その…/////だから、僕はどうしても君にあげたかったんだ。」
…それはバレンタインのお礼にだけれどね。
まあ先月の件でそんな気はしていたけど、いざ面と向かって言われると気恥ずかしい。
急にこのへたれ加減がまたかわいらしく見えてくるから不思議だ。
「そう…、言ってくれるのは嬉しいけど…私。」
「分かってる、急にごめんね。僕は我慢だけが取り柄だから、気長に待つよ。」
それじゃあ、と言って彼はあっさりと踵を返した。
てっきり家に上がるものかと思ったが、それはないかとすぐ気がついた。
1、2歩進んでKAITOはこちらを振り返った。
ドキリ
急に彼と目が合うものだから少し動揺してしまった。
「ミク、そのマフラー似合っているよ。気に入ってくれて良かった。」
そう言って再び踵を返し、今度こそ振り返ることなく彼の姿はフェードアウトした。
「…私、気付かなかったな。

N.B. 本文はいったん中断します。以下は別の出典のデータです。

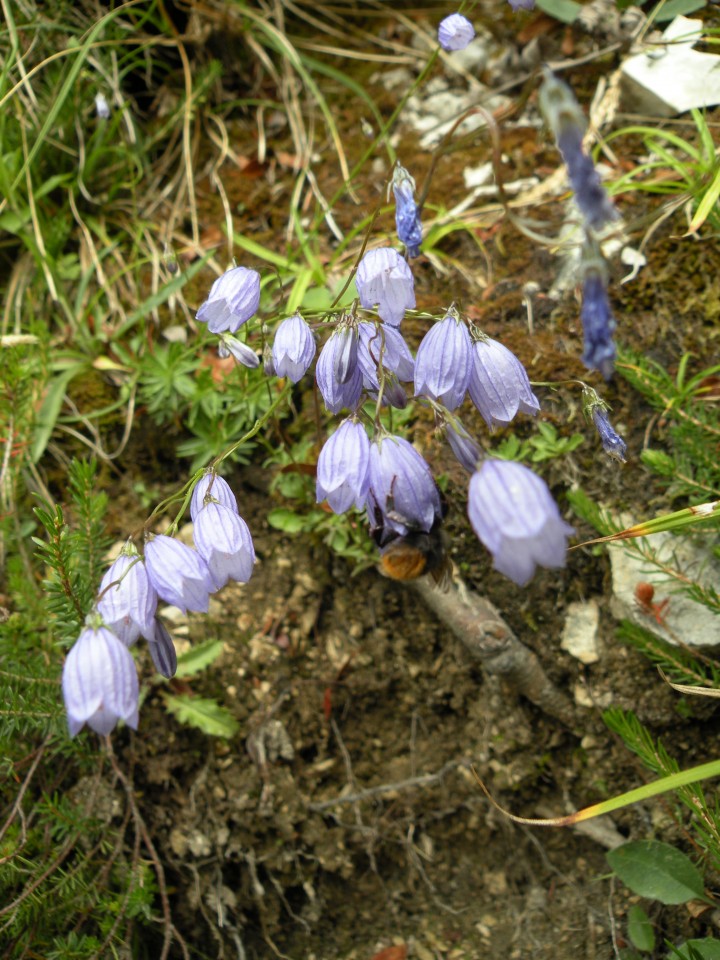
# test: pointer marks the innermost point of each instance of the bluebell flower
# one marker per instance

いつの間に巻いたんだろう。」
まだ肌寒いから…なのかもしれないが、私は家の中でもマフラーを巻いていたのだ。
私は自分でも気付かないうちにこのマフラーをかなり気に入っていたようだ。
”気付かないうちに私は…を……”
【小説】ホワイトマフラーデイ
コラボに投稿していた作品。
お題は「ホワイトデー」を使いました。
ミクの語りがあり得ないくらい堅い…。
プレゼントについてはノータッチで。
なんでKAITOはホワイトデーにクッキーを渡すんでしょうね。もらってないのに。
このミクはクール&デレで、本人も気付かないうちにKAITOのくれたマフラーを巻いて微笑んでいたんだと思います。
そして、来年のバレンタインにはきっとあげるんでしょう。
てか、その日までには付き合うはず。
白にしたのは、ミクは青を巻くより、白の方が似合うかなと勝手に考えた結果です。